Re: [Patch net] socket: close race condition between sock_close() and sockfs_setattr()

2018-06-10 Thread Cong Wang
On Sun, Jun 10, 2018 at 12:27 PM, David Miller  wrote:
> I'm applying this for now, it is at least a step towards fixing
> all of these issues.
>
> If it is really offensive, I can revert, just tell me.

Thanks, David!

Unless there is something fundamentally broken, there is no
reason to revert it. The only risk here is some possible deadlock,
but I am ready to fix any deadlock report caused by this
patch. :)


Re: [Patch net] socket: close race condition between sock_close() and sockfs_setattr()

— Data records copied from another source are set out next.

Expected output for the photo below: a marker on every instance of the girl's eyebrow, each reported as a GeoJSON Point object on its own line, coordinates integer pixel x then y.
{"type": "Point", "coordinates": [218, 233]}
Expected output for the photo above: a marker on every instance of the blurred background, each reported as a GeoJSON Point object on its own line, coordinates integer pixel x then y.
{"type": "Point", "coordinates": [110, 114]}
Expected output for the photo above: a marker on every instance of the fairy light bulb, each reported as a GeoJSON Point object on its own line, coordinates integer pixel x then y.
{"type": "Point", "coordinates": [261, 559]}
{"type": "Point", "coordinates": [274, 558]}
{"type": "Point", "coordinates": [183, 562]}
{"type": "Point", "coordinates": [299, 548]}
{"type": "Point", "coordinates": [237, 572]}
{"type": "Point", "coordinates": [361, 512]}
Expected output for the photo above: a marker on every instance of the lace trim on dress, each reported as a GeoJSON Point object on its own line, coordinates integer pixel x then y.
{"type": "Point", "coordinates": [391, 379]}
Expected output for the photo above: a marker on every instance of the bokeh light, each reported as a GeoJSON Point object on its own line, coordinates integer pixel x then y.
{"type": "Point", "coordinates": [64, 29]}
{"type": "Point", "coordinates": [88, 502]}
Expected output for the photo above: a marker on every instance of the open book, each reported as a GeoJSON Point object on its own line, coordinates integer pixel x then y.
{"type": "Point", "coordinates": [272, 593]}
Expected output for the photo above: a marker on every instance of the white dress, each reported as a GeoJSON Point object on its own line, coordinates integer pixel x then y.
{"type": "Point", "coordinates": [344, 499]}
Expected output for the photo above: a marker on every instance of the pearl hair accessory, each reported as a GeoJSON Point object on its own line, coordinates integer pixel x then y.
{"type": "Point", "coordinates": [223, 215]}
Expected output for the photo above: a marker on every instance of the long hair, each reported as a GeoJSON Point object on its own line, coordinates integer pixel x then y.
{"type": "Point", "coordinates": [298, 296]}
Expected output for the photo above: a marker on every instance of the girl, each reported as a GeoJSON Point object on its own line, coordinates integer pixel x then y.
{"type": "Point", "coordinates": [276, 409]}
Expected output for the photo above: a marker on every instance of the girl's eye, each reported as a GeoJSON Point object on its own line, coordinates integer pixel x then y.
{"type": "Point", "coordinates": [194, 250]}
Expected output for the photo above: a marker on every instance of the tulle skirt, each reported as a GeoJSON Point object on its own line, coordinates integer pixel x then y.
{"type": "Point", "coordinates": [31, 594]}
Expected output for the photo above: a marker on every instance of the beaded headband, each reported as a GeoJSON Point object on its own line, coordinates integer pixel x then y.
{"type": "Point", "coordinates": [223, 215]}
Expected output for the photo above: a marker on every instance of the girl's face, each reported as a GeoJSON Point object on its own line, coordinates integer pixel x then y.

2018-06-10 Thread David Miller
From: Cong Wang 
Date: Thu,  7 Jun 2018 13:39:49 -0700

> fchownat() doesn't even hold refcnt of fd until it figures out
> fd is really needed (otherwise is ignored) and releases it after
> it resolves the path. This means sock_close() could race with
> sockfs_setattr(), which leads to a NULL pointer dereference
> since typically we set sock->sk to NULL in ->release().
> 
> As pointed out by Al, this is unique to sockfs. So we can fix this
> in socket layer by acquiring inode_lock in sock_close() and
> checking against NULL in sockfs_setattr().
> 
> sock_release() is called in many places, only the sock_close()
> path matters here. And fortunately, this should not affect normal
> sock_close() as it is only called when the last fd refcnt is gone.
> It only affects sock_close() with a parallel sockfs_setattr() in
> progress, which is not common.
> 
> Fixes: 86741ec25462 ("net: core: Add a UID field to struct sock.")
> Reported-by: shankarapailoor 
> Cc: Tetsuo Handa 
> Cc: Lorenzo Colitti 
> Cc: Al Viro 
> Signed-off-by: Cong Wang 

I'm applying this for now, it is at least a step towards fixing
all of these issues.

If it is really offensive, I can revert, just tell me.


Re: [Patch net] socket: close race condition between sock_close() and sockfs_setattr()

2018-06-07 Thread Al Viro
On Thu, Jun 07, 2018 at 03:15:15PM -0700, Cong Wang wrote:

> > You do realize that the same ->setattr() can be called by way of
> > chown() on /proc/self/fd/, right?  What would you do there -
> > bump refcount on that struct file when traversing that symlink and
> > hold it past the end of pathname resolution, until... what exactly?
> 
> I was thinking about this:
> 
> error = user_path_at(dfd,); // hold dfd when needed
> 
> if (!error) {
> error = chown_common(&path, mode);
> path_put(&path);  // release dfd if held
> 
> With this, we can guarantee ->release() is only possibly called
> after chown_common() which is after ->setattr() too.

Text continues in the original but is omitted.